Pero para el triunfo final de esta orientación requieren, en tercer lugar, que en el nuevo Estatut aparezca de alguna forma que Cataluña sea considerada una Nación. Y así lo decía tanto el Preámbulo, como su artículo 1, en su formulación original.Ante la oleada de protestas por la inclusión de un término que choca frontalmente con los artículos 1 y 2 de nuestra Constitución, el Gobierno, en su pasteleo irresponsable, parece que acepta ahora que sólo aparezca esta definición en el Preámbulo, sacándola del articulado. Para ello mantienen que su inclusión en el frontispicio del Estatut no comporta consecuencias jurídicas, según admite cierta doctrina constitucional. Sin embargo, aquí se trata de otra falacia, puesto que los Preámbulos de las Constituciones o, en este caso, de esta Constituto, es claro que poseen una eficacia jurídica evidente y así se demuestra, por ejemplo, en el supuesto actual de la Constitución francesa.

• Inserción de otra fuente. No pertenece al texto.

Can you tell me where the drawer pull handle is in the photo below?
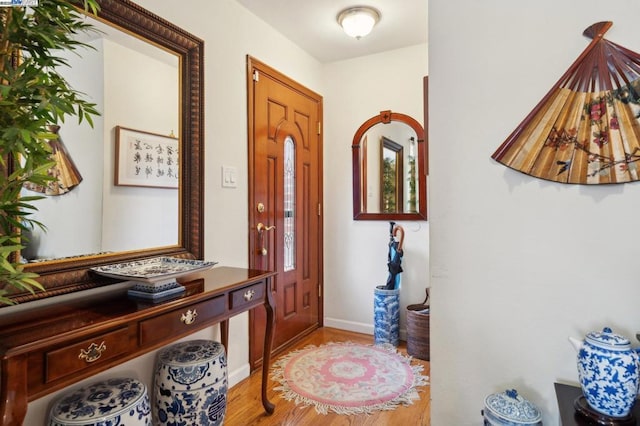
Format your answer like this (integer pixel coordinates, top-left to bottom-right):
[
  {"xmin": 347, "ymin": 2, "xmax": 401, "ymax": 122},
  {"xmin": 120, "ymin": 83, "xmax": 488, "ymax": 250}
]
[
  {"xmin": 181, "ymin": 309, "xmax": 198, "ymax": 325},
  {"xmin": 79, "ymin": 341, "xmax": 107, "ymax": 363},
  {"xmin": 244, "ymin": 289, "xmax": 256, "ymax": 301}
]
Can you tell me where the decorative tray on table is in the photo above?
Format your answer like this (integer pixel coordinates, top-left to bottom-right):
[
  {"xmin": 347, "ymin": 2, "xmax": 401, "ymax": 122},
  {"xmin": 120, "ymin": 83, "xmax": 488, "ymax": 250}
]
[{"xmin": 91, "ymin": 257, "xmax": 217, "ymax": 301}]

Ciertamente, aunque los Preámbulos tienen una intensidad jurídica inmediata inferior a la de los artículos, en muchos aspectos son de mayor importancia que el conjunto de ellos, por la sencilla razón de que poseen una doble faceta. Por una parte, porque poseen una eficacia jurídica indirecta, ya que sirven de parámetro interpretativo de los demás artículos del texto en cuestión. Y, por otra, porque poseen un evidente valor político e ideólogico, que se proyecta hacia el futuro y sirve de inspiración para la legislación posterior de desarrollo. Incluir así el término «nación» en el Preámbulo del Estatut es lo mismo, si no más, que introducirlo en alguno de sus artículos, puesto que será utilizado para reivindicar ese techo máximo. Si no se quiere tener un televisor en la sala de estar de una casa, por las razones que sean, sería una paradoja ponerlo en el recibidor diciendo que así se ve menos, ya que, en tal sentido, el recibidor de una Constitución o un Estatuto es sin duda el Preámbulo. Así lo reconocía mi maestro, el profesor Pérez Serrano, cuando escribía que «frente a la concepción dominante que no reconoce a esas palabras valor preceptivo o dispositivo alguno, hoy se propende a ver en ellas la encarnación misma de la Constitución, a diferencia de las normas contenidas en los preceptos constitucionales, por donde resultaría que el Preámbulo entraña el acto de decisión política unitaria y suprema en que la Constitución consiste según modernas opiniones». El Gobierno debe saber, por tanto, que está a punto de aceptar un estropicio de incalculables consecuencias.